Las décadas de los sesenta y setenta fueron los grandes años de Tàpies en la adquisición de una reputación internacional. Las exhibiciones se sucedían en Europa y Norteamérica, con hitos como sus primeras retrospectivas en el Museo Guggenheim de Nueva York (1962) o en la Kunsthaus de Zúrich (también en 1962). A lo largo de ese período, su obra no tardó en exceder el ámbito de la pintura y dio lugar a creaciones escultóricas mientras continuaba con su intensa dedicación a la obra gráfica en todas sus modalidades (litografía, aguafuerte), la cual constituye uno de los mayores apartados de su voluminosa producción.

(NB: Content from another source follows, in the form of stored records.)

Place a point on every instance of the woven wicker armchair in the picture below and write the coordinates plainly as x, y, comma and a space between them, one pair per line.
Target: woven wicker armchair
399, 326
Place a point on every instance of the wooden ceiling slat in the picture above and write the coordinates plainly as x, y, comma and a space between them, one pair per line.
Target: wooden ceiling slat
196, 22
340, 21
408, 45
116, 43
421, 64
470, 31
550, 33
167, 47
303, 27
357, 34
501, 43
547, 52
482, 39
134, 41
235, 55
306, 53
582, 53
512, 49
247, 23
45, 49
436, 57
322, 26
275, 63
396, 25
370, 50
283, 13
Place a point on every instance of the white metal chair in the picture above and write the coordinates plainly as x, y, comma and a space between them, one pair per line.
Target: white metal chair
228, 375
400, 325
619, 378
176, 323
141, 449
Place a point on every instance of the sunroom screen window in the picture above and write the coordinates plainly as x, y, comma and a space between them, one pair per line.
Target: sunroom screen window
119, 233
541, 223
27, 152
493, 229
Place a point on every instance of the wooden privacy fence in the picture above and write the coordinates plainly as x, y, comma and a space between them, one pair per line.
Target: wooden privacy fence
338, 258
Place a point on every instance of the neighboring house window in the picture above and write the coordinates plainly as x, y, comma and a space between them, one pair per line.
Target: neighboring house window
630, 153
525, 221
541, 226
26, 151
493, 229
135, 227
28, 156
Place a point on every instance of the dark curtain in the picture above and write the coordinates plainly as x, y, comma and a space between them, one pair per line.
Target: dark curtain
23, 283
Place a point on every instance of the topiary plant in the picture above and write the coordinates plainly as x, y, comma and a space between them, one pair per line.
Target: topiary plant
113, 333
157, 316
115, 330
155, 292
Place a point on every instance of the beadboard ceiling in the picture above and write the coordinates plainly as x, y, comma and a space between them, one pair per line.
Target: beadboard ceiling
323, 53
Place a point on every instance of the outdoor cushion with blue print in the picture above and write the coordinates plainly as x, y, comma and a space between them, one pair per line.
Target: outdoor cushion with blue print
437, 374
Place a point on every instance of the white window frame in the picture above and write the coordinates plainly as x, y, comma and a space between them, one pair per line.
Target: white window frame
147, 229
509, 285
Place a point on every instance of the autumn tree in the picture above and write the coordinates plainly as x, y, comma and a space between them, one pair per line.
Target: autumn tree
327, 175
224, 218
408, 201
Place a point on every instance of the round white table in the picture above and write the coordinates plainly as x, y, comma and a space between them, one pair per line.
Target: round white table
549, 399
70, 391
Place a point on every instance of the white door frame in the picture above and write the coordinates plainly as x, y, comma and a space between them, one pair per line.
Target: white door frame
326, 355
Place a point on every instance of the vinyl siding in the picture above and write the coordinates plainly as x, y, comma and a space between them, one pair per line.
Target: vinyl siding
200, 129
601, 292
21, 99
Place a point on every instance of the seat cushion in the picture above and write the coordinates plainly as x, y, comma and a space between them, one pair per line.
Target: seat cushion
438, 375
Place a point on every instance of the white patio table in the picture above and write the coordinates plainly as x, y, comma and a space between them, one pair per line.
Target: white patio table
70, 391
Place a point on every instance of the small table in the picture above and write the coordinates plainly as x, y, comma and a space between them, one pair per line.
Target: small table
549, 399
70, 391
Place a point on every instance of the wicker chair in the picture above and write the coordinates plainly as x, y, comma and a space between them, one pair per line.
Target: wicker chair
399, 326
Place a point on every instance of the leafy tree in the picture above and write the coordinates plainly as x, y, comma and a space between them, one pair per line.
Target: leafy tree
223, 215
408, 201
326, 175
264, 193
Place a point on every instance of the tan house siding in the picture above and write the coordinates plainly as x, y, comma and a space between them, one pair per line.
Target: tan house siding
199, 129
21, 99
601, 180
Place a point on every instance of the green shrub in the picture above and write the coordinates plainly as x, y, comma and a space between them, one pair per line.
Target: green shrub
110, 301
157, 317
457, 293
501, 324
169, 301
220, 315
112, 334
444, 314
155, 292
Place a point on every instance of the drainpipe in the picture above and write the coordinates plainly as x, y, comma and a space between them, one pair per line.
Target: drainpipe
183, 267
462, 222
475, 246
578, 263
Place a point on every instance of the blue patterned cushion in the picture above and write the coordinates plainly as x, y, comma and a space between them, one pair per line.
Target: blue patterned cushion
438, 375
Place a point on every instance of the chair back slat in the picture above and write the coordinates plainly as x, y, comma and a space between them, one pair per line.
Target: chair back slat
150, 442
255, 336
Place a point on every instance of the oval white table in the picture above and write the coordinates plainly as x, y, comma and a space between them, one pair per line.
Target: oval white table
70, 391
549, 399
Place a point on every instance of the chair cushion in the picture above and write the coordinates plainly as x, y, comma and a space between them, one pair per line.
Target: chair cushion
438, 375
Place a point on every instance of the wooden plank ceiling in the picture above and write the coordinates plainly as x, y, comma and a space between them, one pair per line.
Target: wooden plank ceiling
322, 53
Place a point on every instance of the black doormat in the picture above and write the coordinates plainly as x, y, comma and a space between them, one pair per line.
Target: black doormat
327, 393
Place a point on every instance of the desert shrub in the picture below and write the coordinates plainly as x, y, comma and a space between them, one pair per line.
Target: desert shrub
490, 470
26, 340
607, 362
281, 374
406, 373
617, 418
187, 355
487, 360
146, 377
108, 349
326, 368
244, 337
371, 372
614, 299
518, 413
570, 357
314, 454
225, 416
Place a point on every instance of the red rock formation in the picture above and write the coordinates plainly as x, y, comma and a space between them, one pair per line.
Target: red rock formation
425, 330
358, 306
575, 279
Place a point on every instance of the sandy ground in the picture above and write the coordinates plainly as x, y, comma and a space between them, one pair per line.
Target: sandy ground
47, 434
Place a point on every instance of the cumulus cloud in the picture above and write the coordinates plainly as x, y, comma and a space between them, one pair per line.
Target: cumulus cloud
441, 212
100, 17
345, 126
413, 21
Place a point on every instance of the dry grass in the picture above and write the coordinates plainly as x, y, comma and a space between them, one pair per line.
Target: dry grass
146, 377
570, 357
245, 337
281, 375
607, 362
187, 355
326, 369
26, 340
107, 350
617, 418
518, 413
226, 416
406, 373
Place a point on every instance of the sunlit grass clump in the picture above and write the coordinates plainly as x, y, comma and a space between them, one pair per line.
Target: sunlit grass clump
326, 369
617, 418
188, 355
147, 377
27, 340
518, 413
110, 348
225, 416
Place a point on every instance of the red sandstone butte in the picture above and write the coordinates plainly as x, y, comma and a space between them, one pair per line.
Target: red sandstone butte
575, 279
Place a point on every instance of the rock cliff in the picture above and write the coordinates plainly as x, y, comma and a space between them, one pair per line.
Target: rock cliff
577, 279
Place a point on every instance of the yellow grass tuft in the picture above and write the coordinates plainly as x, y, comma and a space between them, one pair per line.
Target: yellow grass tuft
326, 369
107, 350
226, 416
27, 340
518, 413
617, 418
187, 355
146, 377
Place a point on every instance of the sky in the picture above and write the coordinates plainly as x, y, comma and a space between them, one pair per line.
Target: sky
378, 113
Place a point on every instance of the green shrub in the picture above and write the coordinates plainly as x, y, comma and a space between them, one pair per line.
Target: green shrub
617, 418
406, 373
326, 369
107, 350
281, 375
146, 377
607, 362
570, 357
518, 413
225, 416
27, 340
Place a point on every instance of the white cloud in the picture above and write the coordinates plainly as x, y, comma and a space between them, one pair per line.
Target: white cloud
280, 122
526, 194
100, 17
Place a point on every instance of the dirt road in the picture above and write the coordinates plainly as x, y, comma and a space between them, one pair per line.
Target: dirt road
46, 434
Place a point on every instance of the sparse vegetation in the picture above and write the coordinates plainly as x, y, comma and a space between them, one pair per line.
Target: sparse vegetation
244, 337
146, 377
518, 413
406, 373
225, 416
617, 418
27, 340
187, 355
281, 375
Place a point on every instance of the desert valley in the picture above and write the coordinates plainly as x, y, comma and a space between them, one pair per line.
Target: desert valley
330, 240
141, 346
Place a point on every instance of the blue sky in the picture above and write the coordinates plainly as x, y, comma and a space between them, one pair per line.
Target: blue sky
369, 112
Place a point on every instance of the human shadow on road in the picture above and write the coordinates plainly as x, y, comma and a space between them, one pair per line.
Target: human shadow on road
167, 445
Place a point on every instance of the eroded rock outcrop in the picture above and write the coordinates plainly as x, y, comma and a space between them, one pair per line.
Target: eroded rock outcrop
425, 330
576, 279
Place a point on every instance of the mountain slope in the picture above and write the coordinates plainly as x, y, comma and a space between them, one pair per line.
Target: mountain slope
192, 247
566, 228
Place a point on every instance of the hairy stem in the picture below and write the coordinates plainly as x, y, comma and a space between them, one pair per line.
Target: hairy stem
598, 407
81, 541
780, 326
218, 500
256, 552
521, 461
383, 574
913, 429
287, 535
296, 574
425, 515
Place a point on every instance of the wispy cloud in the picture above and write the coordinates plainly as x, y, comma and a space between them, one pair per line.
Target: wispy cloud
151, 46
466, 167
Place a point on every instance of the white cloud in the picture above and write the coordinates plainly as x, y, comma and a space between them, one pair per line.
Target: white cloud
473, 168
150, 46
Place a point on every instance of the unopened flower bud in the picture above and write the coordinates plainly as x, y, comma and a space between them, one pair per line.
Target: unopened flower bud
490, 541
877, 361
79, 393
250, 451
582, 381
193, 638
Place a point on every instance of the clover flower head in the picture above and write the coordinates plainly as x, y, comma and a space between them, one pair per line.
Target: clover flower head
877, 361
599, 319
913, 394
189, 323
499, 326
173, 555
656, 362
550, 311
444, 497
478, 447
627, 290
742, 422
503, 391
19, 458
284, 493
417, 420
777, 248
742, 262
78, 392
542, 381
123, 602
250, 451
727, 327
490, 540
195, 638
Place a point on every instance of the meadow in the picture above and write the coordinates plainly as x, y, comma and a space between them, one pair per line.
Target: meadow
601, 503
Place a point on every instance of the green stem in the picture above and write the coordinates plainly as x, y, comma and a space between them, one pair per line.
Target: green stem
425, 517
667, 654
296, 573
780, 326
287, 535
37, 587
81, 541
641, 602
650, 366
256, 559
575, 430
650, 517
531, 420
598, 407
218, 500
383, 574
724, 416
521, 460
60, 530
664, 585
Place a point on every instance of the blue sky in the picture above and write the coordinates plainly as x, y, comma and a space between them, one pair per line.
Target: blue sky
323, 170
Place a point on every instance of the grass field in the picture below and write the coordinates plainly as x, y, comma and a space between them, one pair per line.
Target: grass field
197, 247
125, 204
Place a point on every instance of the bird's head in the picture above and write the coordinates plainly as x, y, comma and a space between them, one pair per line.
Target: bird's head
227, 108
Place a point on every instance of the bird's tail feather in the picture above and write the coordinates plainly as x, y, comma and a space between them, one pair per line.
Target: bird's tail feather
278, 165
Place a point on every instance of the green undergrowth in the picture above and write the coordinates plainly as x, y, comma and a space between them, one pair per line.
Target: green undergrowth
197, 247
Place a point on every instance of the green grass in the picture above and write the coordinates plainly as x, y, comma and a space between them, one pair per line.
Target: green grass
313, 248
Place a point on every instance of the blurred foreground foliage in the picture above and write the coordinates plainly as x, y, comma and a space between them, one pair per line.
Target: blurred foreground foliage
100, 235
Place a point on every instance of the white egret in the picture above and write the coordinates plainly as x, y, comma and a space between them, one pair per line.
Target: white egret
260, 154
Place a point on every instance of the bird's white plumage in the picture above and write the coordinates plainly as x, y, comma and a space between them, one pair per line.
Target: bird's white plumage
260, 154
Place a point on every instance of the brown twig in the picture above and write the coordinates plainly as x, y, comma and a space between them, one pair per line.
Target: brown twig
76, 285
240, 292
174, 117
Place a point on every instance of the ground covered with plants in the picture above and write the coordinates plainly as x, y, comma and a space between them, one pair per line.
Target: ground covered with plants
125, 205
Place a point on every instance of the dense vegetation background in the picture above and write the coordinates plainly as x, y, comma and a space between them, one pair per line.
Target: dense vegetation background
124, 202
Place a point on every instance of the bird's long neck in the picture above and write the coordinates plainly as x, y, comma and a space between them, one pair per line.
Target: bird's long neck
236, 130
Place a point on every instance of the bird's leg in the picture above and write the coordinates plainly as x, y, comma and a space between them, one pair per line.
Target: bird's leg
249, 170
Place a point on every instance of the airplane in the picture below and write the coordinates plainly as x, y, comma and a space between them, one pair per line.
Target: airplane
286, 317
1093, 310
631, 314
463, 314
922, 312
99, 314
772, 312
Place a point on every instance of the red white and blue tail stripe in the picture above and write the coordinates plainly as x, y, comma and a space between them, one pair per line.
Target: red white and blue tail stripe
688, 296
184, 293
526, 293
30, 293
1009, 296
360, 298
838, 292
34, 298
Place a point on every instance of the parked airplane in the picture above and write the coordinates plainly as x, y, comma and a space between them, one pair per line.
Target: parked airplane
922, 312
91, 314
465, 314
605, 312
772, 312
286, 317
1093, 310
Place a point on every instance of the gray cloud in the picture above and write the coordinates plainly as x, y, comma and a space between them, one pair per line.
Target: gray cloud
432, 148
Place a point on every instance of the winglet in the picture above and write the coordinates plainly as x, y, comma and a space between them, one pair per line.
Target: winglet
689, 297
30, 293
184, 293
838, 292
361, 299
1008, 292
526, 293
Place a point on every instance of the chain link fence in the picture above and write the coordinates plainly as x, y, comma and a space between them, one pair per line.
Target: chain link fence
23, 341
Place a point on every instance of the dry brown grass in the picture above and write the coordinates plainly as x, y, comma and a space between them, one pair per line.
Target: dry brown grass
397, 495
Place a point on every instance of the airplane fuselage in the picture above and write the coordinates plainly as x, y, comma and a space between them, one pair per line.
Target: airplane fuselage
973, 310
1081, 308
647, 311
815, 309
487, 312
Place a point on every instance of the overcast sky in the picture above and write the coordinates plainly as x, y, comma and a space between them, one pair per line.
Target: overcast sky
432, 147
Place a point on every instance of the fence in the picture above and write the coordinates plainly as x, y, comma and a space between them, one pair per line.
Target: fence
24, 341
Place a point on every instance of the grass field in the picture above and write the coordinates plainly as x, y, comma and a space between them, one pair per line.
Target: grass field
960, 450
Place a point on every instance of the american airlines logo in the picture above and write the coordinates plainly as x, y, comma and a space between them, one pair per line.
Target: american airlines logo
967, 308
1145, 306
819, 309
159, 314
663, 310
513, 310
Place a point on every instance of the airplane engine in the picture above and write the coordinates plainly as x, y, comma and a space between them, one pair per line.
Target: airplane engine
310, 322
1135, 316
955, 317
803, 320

Tàpies recibió en vida todos los honores con que se puede homenajear a un artista, incluyendo el Premio Príncipe de Asturias de las Artes (1990) y el Premio Velázquez (2003), galardón que se le otorgó “por su extraordinaria trayectoria artística, de resonancia nacional e internacional, y porque constituye uno de los valores más firmes del arte contemporáneo”. Entre sus exposiciones hay cabida para una retrospectiva en la Galerie Nationale Jeu du Paume de París (1994), otra en el Guggenheim de Nueva York (1995) y dos en el Museo Reina Sofía de Madrid (1990 y 2000), donde retornará en las próximas semanas en una de las citas más relevantes del centenario
Al final de sus días, Tàpies, una vez que abandonó los balbuceos de quien busca su lugar, escogió quedarse bajo los cuidados de Teresa, su mujer/talismán, en la casa taller que el arquitecto José Antonio Coderch le diseñó en el barrio barcelonés del Farró, un espacio aparentemente estático para investigar las posibilidades de la pintura desplegada en una sola línea, de la partitura que también podía ser el itinerario de un cuadro, de la papiroflexia de formas inexploradas, siempre nuevas. Sin fondo, sin final: “Dudar es el camino más próximo al acierto”, apuntó. No hace tanto. Casi a la vuelta de cien años.